Current surgical guidelines for melanoma recommend wide excision of the primary tumor along with sentinel lymph node (SLN) biopsy for tumors 1 mm in thickness or greater, with complete node dissection for those patients with a positive node or nodes. The role of SLN in patients with thinner tumors (<1 mm) remains an area of debate; currently most guidelines suggest SLN for selected patients, but the criteria for identifying patients with thin melanoma at sufficient risk to justify the procedure have not been agreed upon. Also highly controversial is the value of routine complete node dissection after the removal of a microscopically positive sentinel node, especially when the node contains only very small tumor deposits (again with no agreed upon definition).
The role of SLN biopsy was explored by the MSLT-I prospective trial, which randomized patients to wide excision and SLN biopsy or to wide excision and observation. SLN biopsy was found to be a strong predictor of the risk of recurrence (5-year disease-free survival was 83% in node negative patients versus 53% in node positive patients; HR 3.04) and death (5-year melanoma-specific survival 90% in node negative patients versus 73% in node positive patients; HR 2.48). Moreover, SLN biopsy also increased relapse-free survival; after a median of 60 months, 27% of patients in the observation arm had relapsed versus 21% in the SLN biopsy arm. However there was no discernable benefit on survival. In updated results, it was also apparent that SLN biopsy identified patients who, in time, required complete node dissection, and that SLN biopsy may increase survival in the subset of node-positive patients.

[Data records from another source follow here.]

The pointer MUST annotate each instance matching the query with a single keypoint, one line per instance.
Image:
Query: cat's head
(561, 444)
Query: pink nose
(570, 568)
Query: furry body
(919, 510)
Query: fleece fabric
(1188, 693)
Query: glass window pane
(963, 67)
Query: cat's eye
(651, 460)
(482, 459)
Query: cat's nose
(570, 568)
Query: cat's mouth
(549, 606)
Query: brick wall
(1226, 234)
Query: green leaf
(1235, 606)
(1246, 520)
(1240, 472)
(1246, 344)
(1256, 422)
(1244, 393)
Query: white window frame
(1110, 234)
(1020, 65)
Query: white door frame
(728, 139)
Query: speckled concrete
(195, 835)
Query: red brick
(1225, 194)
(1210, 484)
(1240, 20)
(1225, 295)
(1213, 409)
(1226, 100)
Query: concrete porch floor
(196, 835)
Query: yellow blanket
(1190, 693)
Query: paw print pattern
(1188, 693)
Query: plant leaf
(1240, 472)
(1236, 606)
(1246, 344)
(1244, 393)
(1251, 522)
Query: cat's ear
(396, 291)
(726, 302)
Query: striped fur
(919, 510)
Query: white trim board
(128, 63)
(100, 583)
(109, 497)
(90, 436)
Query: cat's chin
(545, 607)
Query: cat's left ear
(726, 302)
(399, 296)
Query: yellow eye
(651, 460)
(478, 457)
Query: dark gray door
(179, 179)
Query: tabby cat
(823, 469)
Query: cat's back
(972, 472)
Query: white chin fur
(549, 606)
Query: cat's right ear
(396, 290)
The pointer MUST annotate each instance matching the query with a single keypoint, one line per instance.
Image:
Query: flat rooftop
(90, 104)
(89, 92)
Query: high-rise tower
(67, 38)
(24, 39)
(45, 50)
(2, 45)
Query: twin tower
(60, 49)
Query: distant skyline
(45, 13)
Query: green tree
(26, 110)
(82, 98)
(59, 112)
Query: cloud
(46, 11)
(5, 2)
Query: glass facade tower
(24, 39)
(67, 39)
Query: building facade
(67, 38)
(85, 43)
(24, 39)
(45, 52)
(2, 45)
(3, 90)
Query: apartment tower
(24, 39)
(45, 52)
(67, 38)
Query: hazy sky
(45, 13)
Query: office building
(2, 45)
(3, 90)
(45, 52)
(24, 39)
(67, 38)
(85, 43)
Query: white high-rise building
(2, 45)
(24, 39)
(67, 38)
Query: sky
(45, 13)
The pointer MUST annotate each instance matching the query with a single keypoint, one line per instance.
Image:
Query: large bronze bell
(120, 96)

Several studies have indicated that SLN status predicts prognosis in patients with thick melanomas, however the data regarding the role of SLN in patients with thinner melanomas is less clear. In our experience, few patients with melanomas of Breslow thickness <0.76 mm have positive nodes, however those with melanomas of 0.76–1.0 mm have a sufficient risk of nodal involvement to justify consideration of SLN biopsy. Ideally, additional clinicopathologic indicators of risk should be considered when making decisions regarding SLN biopsy. For example, younger age has been shown to correlate with increased risk of nodal involvement. In addition, in those patients with melanomas greater than 0.5 mm, mitotic rate has been shown to be related to prognosis and can also help identify those patients in whom SLN biopsy may be helpful. The MSLT-II trial is assessing whether PCR can detect positive metastases in the SLN, and whether complete lymph node dissection can be avoided in some patients with positive sentinel nodes.
This presentation will review the lessons learned from these and other clinical trials of sentinel node biopsy and discuss current recommendations for the use of sentinel node biopsy and completion node dissection.